Biography from Tree's Place Gallery:
William Schneider, born 1945 in El Paso Texas, initially studied art at the University of Illinois at Urbana, from which he received his bachelor's degree.   After graduation, he began a career in the music business, and then in finance as the co-owner of an investment consulting firm.  But in the late eighties, his love of art drew him back into a partial, and more recently - after the sale of his investment firm - full time career as a painter.

His further art education was at the American Academy of Art, and with a number of individual teachers.

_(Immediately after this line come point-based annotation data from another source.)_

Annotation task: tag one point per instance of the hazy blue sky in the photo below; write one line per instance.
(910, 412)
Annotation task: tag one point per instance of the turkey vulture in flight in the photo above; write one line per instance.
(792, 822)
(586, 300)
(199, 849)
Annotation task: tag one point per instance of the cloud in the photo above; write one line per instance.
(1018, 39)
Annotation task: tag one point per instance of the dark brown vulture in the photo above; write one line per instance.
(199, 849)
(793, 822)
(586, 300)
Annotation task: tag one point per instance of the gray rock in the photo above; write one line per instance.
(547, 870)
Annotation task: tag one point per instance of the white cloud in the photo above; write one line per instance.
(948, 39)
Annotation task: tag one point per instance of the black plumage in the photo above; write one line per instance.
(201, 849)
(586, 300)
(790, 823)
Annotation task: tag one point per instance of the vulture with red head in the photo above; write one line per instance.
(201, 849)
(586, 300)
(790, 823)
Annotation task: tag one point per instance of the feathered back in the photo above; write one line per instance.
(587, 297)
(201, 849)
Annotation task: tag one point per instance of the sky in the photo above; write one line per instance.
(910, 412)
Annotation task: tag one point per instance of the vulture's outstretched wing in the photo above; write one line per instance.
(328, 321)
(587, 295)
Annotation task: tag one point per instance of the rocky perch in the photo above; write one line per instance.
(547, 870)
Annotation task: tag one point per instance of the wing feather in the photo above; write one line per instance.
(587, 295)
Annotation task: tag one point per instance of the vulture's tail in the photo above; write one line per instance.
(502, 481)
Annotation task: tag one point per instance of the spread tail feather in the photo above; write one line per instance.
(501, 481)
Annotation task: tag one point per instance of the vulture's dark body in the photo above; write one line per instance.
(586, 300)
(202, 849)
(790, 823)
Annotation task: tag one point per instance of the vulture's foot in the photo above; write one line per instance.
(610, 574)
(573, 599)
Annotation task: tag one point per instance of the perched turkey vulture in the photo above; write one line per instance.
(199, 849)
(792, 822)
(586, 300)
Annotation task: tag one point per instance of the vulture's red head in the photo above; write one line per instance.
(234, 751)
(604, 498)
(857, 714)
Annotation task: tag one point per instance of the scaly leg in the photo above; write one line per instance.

Schneider is a member of the Pastel Society of America, the Portrait Society of America, and is a Signature Member and an officer on the board, of the Oil Painters of America. 

He has placed in The Artist's Magazine annual Portrait competition the last three years in a row.  He has had works exhibited in numerous national juried exhibitions, including those of The American Artists Professional League, the Audubon Artists, the Pastel Society of America, and the Oil Painters of America.

His work has appeared in two major "how to" books, one on pastels, and one on plein air oil landscapes.

Biography from Dassin Gallery:
William Schneider is a representational artist working in oil and pastel.  Painting from life, he seeks to capture the emotion of a particular moment and place.  Sargent, Zorn, and Sorolla have been influences.

He attended the American Academy of Art in Chicago and continued his education through workshops with such masters as Dan Gerhartz, Harley Brown, and Richard Schmid

Schneider has been featured in Art of the West, Southwest Art, American Artist, International Artist, The Pastel Journal, and The Artists' Magazine.  In addition his paintings have appeared in numerous books including: The Art of Oil Painting, Pastel II, Pure Color: The Best of Pastel and 100 ways to paint People & Figures.

He has received awards in exhibitions including those of Oil Painters of America, The Pastel Society of America, Portrait Society of America, and Salon International.  Schneider was awarded signature status in OPA in 1998, American Plains Artists in 2004, NOAPS in 2005 and the Pastel Society of America in 2007.